Conséquences de l’inaction dans le délai
Le créancier qui n’a pas agi dans le délai prescrit ne peut pas prétendre à une deuxième saisie (TGI Nice 20-4-1994 : D. 1994.som.347 obs. Julien).
Les opérations de saisie réalisées par un huissier de justice après l’expiration du délai imparti par le juge, n’ont plus de fondement juridique, l’autorisation donnée par ce dernier étant devenue caduque (Cass. 2° civ. 14-12-2006 n° 04-20673 : Bull. civ. II n°353).
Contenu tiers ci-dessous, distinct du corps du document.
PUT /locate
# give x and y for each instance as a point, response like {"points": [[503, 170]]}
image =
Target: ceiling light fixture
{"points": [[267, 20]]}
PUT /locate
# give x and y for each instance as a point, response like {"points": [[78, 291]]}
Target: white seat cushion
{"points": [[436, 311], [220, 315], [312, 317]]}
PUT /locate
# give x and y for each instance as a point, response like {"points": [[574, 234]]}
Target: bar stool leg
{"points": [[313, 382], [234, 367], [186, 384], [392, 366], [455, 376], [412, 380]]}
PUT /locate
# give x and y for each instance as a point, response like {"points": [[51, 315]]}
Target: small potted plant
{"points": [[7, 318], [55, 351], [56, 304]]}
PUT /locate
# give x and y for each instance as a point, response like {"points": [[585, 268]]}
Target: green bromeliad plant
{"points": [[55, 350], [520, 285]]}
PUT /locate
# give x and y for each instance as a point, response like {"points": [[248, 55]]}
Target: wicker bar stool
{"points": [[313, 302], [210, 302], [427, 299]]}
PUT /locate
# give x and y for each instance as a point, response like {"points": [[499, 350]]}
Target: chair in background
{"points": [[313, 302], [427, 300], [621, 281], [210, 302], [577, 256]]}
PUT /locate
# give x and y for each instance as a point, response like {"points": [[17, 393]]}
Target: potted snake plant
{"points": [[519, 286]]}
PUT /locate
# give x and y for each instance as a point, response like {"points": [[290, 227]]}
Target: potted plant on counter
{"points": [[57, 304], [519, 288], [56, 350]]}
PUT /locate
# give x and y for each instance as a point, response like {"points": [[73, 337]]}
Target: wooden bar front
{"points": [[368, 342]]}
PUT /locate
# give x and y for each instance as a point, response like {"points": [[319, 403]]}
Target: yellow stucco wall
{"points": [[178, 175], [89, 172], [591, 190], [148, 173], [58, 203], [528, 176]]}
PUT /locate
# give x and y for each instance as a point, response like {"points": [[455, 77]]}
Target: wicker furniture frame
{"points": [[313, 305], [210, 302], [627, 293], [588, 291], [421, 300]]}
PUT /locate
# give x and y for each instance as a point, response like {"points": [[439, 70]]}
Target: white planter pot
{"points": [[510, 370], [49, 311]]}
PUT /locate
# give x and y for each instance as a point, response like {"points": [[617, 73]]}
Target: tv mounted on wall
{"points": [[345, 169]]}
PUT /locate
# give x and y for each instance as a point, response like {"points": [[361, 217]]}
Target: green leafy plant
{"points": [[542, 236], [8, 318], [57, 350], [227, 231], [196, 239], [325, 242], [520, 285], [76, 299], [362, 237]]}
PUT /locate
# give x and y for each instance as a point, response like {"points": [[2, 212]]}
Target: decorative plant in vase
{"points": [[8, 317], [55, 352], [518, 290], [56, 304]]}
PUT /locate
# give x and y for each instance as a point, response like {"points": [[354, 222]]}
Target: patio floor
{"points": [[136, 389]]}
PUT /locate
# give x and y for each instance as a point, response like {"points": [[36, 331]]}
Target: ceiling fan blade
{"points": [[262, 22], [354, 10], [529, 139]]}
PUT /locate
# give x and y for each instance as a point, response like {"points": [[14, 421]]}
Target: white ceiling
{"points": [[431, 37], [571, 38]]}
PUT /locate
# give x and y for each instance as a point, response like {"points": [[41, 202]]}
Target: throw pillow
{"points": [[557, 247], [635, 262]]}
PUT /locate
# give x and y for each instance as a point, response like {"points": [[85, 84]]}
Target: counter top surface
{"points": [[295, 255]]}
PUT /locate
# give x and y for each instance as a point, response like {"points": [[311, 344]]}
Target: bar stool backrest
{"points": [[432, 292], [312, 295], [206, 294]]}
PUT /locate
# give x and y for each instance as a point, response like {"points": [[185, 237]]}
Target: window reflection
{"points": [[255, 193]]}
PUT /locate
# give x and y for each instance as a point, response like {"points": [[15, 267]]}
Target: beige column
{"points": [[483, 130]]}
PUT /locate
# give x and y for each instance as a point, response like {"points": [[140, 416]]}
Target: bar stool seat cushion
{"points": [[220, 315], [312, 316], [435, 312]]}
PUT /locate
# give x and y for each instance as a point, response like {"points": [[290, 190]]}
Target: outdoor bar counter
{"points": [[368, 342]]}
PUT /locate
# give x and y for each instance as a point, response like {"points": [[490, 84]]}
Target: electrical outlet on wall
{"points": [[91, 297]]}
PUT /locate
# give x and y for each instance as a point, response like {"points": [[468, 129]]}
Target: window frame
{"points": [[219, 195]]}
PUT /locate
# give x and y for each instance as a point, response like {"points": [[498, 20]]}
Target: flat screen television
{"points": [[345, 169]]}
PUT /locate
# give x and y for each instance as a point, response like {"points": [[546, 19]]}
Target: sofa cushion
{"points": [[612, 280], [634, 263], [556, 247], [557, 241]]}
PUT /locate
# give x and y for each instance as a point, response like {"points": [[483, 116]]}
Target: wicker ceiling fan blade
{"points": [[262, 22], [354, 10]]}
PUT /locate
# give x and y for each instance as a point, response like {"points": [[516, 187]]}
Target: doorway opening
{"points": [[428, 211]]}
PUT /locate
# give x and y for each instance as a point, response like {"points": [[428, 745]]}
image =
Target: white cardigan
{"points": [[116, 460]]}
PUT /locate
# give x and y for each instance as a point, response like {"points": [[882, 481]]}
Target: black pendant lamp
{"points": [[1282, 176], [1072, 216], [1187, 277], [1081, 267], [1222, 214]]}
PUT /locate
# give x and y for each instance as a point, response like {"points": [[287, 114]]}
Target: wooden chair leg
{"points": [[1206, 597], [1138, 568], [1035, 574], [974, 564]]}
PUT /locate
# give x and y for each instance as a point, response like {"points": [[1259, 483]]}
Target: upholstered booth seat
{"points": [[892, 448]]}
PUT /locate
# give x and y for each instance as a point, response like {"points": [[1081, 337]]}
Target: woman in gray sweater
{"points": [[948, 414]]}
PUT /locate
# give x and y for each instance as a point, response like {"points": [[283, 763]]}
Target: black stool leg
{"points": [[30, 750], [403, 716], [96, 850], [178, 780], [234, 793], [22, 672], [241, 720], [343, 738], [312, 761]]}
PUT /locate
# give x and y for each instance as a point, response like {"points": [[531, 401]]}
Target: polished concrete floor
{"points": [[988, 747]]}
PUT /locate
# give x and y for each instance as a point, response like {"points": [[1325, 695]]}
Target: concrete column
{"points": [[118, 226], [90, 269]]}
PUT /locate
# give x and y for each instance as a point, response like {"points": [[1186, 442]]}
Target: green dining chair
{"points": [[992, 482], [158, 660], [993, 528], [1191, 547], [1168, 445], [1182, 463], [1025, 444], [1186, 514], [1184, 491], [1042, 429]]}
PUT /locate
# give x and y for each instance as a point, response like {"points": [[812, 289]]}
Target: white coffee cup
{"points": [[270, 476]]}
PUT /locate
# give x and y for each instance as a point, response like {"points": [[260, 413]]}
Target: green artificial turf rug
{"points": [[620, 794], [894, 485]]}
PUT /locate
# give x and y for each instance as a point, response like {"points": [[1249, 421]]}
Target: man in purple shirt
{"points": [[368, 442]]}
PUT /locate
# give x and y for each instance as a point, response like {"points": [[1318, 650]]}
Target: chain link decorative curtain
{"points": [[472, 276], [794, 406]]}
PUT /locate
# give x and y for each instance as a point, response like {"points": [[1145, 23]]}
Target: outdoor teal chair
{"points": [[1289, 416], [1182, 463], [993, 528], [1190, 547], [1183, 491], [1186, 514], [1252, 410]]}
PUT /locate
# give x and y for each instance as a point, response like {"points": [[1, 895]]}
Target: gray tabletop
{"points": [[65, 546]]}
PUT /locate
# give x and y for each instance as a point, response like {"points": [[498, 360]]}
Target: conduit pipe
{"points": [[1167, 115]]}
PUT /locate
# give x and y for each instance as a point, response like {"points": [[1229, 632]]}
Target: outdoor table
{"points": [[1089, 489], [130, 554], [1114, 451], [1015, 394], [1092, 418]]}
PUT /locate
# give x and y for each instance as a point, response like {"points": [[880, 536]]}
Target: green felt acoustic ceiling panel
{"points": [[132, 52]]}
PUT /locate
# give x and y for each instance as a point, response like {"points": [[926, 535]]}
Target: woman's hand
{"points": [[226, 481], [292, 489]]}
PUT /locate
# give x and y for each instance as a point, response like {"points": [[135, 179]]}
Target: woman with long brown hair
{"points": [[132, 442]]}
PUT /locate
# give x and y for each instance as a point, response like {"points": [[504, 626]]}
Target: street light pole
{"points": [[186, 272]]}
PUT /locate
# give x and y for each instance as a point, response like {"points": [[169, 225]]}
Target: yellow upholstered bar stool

3. Saisie pratiquée dans les mains d’un tiers

3.1. Qualité de tiers
Par tiers, il y a lieu d’entendre ici toute personne qui se trouve dans un rapport de droit avec le débiteur et à qui la mesure conservatoire pratiquée impose des obligations car une telle personne a intérêt à savoir si le créancier a effectué, dans les délais impartis, les diligences requises par la loi (Avis C. cass. 24-1-1994 : JCP G 1995.II.22392 note Dagot et Malbosc-Cantegril).

3.2. Signification dans les huit jours au tiers non requise en cas d’assignation au fond avant la saisie conservatoire
Si l’assignation au fond a eu lieu avant la saisie conservatoire et que le tiers saisi en a été averti, il importe peu que la dénonciation de cette assignation soit faite après l’expiration du délai de huit jours, car, cette assignation ayant été délivrée avant la saisie conservatoire et le délai de huit jours courant à compter du jour de l’assignation, il est impossible que cette dernière soit dénoncée dans les huit jours de sa date (TGI Paris 28-9-1998 : GP 1998.som.559 ; TGI Paris 14-12-1998 : GP 2000.som.872).

3.3. Irrecevabilité de l’exception de caducité
Le tiers saisi ne peut pas invoquer les causes de caducité tenant à la signification à laquelle il a droit, dès lors que le créancier lui a signifié un acte de conversion de la saisie conservatoire en saisie-attribution (Cass. civ. 10-12-1998 : Bull. civ. II n° 299).